Researchers report active attacks on SonicWall SSLVPN flaw, patch now
Take action: If you are running generation six and generation seven SonicWall firewalls, start patching IMMEDIATELY. Take this one seriously, it's now actively exploited and has a public PoC. Locking down SSL VPN may help temporarily, but it's not a real fix because firewalls are regularly used to for VPN sessions.
Learn More
Researchers report that the security vulnerability in SonicWall firewalls, tracked as CVE-2024-53704, is currently under active exploitation following the public release of proof-of-concept (PoC) exploit code by Bishop Fox on February 10, 2025.

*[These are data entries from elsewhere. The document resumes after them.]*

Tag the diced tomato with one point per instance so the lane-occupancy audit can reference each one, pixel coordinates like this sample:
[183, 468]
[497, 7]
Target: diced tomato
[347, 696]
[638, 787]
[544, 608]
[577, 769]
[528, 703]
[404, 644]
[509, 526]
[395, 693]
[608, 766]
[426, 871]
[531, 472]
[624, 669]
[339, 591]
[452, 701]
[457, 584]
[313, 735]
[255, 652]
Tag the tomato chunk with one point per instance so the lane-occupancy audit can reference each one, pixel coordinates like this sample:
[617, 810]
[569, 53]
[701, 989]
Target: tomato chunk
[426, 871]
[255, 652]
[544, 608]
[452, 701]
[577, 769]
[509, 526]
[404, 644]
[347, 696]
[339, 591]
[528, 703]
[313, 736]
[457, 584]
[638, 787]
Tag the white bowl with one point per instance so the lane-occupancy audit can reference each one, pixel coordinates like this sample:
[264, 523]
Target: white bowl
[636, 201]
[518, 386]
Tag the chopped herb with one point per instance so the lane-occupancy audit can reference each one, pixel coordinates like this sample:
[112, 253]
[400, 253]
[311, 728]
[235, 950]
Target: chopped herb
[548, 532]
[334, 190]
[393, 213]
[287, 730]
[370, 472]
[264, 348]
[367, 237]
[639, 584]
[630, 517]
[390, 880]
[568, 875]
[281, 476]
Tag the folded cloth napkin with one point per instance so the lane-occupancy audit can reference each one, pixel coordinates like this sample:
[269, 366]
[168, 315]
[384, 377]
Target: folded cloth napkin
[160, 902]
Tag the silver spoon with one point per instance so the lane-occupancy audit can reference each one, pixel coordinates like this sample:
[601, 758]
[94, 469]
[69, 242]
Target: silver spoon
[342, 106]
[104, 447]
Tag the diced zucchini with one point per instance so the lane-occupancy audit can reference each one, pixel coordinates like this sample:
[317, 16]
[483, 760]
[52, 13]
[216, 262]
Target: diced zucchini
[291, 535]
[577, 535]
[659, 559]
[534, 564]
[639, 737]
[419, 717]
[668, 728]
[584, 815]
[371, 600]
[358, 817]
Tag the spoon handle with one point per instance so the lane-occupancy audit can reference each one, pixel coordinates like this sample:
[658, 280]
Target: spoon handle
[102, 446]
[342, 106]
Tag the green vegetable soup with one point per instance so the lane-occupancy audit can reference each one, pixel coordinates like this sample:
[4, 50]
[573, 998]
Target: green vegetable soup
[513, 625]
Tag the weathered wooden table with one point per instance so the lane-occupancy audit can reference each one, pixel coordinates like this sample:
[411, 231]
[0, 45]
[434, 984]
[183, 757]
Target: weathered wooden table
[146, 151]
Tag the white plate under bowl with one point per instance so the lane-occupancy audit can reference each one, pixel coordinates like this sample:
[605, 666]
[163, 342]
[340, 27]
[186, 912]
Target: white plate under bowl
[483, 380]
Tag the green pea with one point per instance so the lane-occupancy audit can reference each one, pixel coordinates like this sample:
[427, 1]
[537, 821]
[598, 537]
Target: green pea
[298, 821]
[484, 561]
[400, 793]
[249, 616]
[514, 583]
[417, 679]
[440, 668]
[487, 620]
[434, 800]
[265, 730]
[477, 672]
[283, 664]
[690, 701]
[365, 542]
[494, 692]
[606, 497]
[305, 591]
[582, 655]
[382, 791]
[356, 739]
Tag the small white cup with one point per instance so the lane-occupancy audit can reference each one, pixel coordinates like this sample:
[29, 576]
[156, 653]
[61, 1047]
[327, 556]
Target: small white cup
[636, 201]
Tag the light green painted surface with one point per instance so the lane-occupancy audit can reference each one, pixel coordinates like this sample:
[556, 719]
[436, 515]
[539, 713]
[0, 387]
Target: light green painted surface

The vulnerability is a high-severity authentication bypass flaw in the SSLVPN authentication mechanism of SonicOS, the operating system powering SonicWall firewalls.
The vulnerability allows attackers to bypass Multi-Factor Authentication (MFA), gain unauthorized access to private information, disrupt active VPN sessions, open VPN tunnels, access private networks available to hijacked accounts and terminate user connections
Affected Systems:
- Gen7 Firewalls running SonicOS 7.1.x (7.1.1-7058 and older), and version 7.1.2-7019
- Gen7 NSv running SonicOS 7.1.x (7.1.1-7058 and older), and version 7.1.2-7019
- TZ80 running SonicOS 8.0.0-8035
As of February 7, 2025, approximately 4,500 internet-facing SonicWall SSL VPN servers remained unpatched and vulnerable to exploitation.
Arctic Wolf has reported evidence of exploitation attempts since February 12, 2025, originating from fewer than ten distinct sources, primarily from VPS hosting providers. These exploitation attempts have been accompanied by scanning for other vulnerabilities.
Users should update to patched versions:
- Version 7.1.3-7015 and higher for Gen7 Firewalls and NSv
- Version 8.0.0-8037 and higher for TZ80
If organizations are unable to immediately patch, SonicWall recommends either restricting SSLVPN access to trusted sources or completely disabling SSLVPN access from public networks
Update - As of 3rd of March 2025, BishopFox are warning that the exploitation of CVE-2024-53704 is trivial, allowing them to identify compromised users, obtain configuration files, access private routes, and establish VPN tunnel connections without knowing user passwords, effectively granting access to any network resources accessible to the victim and potentially disconnecting legitimate users from their sessions.
As of 7th of April 2025, SonicWall wanrs that Proof-of-Concepts (PoCs) for the SonicOS SSLVPN Authentication Bypass Vulnerability (CVE-2024-53704) are publicly available, which significantly increases the risk of exploitation. Customers are advised to immediately update all unpatched firewalls (7.1.x & 8.0.0). If applying the firmware update is not possible, disable SSLVPN.